This is the hands-on material for Reproducible Research. These are series of excercises to help you get started with reproducible research using R. You can consult the RMarkdown cheatsheet for quick reference.
Create a new project in RStudio by going to File > New Project > New Directory
. Select New Project
if required. Then label the project name and the directory. An empty project is created. The R session has been refreshed. All variables are removed and the environment is cleared.
Create a new RMarkdown file by going to File > New File > RMarkdown...
. Use the default options.
The environment within R is going to be managed by renv
,
while lower level, such as versions of R, can be managed by Conda management system.
You can skip Conda at the moment, if you want, install renv
package using install.packages("renv")
on R, and continue to renv
section below, instead.
Regarding Conda, please refer to the link for questions about the installation.
If your project includes programs written in other programming languages, e.g. Python, the overall environment can be managed by Conda.
NBIS has a dedicated workshop titled Tools for reproducible research which covers more on Conda and other programs for reproducible research.
For R, we can start with a simple environment file by creating a file named environment.yml
having following text.
It describes which versions of R, renv
and tidyverse
are to be installed.
The file should be created on the folder of your project, as fancy_project/environment.yml
.
channels:
- conda-forge
dependencies:
- conda-forge::r=4.0
- conda-forge::r-renv=0.12.1
- conda-forge::r-tidyverse=1.3.0
Using Terminal (Mac/Linux) or Command line (Windows), run following commands to create an environment and activate it.
conda env create -n fancy_env -f environment.yml
conda activate fancy_env
The environment within R, e.g. installed packages, is managed by renv
.
A good reference about the package is available at “introduction to renv
”.
The first step is the initialization of a local environment using the command in R below.
renv::init()
As an alternative, you could choose to initialize renv
when an R project is created as shown below.
After the command, you may find renv
folder and renv.lock
file created.
Check the file renv.lock
using a text viewer or less
command on Mac/Linux.
Whenever a package should be installed, please use renv::install
instead of install.packages
as below.
renv::install("dplyr") # from CRAN
renv::install("bioc::Biobase") # from Bioconductor
renv::install("StoreyLab/qvalue") # from GitHub
# from GitLab/Bitbucket
# renv::install("[gitlab|bitbucket]::`*user name*`/`*repository*`")
The current status of R environment of your project can be stored by calling renv::snapshot()
.
Please note that the function checks all R scripts under your R project folder.
It updates renv.lock
for the packages loaded in the scripts only.
Check renv.lock
file again after calling the renv::snapshot()
.
If no R script was created under the project folder yet, surprisingly no change in renv.lock
will be found.
Now, create a simple R script that loads one of the packages you installed,
for example, a file named test.R
that has just one line shown below.
library(dplyr)
Call renv::snapshot()
and check the renv.lock
file.
You will see it becomes so long, now.
The renv::snapshot()
command doesn’t have to be called every time a package is installed.
Just make sure it should be called when an environment is to be stored, e.g. before sharing the codes and the environment with colleagues.
The environment can be restored on a new place by the commands below.
renv::init()
renv::restore()
We can test it by creating a new R project.
Copy your scripts but also renv.lock
to the folder of the new R project, run the commands above on R and find what the R installs.
Please note that no contents under renv
folder is needed to restore the R environment.
The content on the top of the RMarkdown document in three dashes is the YAML matter.
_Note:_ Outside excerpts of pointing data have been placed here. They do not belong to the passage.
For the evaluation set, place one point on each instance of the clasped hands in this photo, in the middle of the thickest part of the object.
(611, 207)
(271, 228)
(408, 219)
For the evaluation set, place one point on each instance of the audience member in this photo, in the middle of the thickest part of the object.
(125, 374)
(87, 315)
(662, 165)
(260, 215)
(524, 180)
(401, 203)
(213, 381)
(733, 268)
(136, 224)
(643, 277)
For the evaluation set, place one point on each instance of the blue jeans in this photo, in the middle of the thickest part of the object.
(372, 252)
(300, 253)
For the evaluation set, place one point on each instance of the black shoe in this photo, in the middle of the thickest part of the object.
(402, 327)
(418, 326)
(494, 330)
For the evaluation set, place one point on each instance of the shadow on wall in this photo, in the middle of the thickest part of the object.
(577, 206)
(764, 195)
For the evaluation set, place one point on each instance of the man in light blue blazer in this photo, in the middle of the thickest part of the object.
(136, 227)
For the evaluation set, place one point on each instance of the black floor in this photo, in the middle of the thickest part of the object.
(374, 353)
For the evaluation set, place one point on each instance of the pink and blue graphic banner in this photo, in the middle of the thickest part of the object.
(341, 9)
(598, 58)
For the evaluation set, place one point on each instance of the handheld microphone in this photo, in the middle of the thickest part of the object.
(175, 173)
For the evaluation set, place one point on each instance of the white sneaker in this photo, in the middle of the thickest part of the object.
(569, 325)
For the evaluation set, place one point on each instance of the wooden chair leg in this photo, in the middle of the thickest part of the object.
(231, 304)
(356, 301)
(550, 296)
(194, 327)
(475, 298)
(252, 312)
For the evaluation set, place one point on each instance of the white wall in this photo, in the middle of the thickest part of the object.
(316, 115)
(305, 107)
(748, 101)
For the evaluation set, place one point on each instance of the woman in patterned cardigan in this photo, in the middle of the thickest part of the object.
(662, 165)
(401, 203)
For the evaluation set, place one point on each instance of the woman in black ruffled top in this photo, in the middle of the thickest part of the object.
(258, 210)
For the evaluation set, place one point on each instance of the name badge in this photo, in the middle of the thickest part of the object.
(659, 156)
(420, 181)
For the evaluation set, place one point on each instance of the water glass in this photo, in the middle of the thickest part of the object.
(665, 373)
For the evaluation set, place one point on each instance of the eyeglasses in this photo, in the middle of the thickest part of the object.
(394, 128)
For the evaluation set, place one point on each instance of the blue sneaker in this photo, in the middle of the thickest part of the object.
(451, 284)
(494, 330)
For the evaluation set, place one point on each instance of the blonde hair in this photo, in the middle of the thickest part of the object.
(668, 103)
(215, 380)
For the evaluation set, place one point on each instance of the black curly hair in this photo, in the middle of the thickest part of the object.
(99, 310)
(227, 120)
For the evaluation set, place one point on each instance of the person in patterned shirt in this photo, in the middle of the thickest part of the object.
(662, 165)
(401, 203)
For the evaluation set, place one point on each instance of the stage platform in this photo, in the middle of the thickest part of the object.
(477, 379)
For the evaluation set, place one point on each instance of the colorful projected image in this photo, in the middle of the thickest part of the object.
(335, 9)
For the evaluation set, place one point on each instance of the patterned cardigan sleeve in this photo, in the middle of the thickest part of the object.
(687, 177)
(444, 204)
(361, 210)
The YAML matter for this page looks something like below:
---
title: "Reproducible research"
subtitle: "RaukR 2021 • Advanced R for Bioinformatics"
author: "<b>Roy Francis and Mun-Gwan Hong</b>"
output:
bookdown::html_document2:
toc: true
toc_float: true
toc_depth: 3
number_sections: true
theme: united
highlight: textmate
df_print: paged
code_folding: none
self_contained: false
keep_md: false
encoding: "UTF-8"
css: ["assets/lab.css"]
---
The title, subtitle, author and date is displayed at the top of the rendered document. Argument output
is used to specify output document type and related arguments. rmarkdown::html_document
is commonly used to specify the standard HTML output. rmarkdown::pdf_document
is used to specify the standard PDF output. This then takes further arguments. Sub arguments differ depending on the output document type.
Above are some of the arguments that can be supplied to the HTML document type. theme
is used to specify the document style such as the font and layout. highlight
is used to specify the code highlighting style. toc
specifies that a table of contents must be included. toc_float
specifies that the TOC must float on the left of the page while scrolling. toc_depth
species the maximum level/depth to be displayed in the TOC. number_sections
specifies if the headings/sections must be automatically numbered. Use ?rmarkdown::html_document
for description of all the various options.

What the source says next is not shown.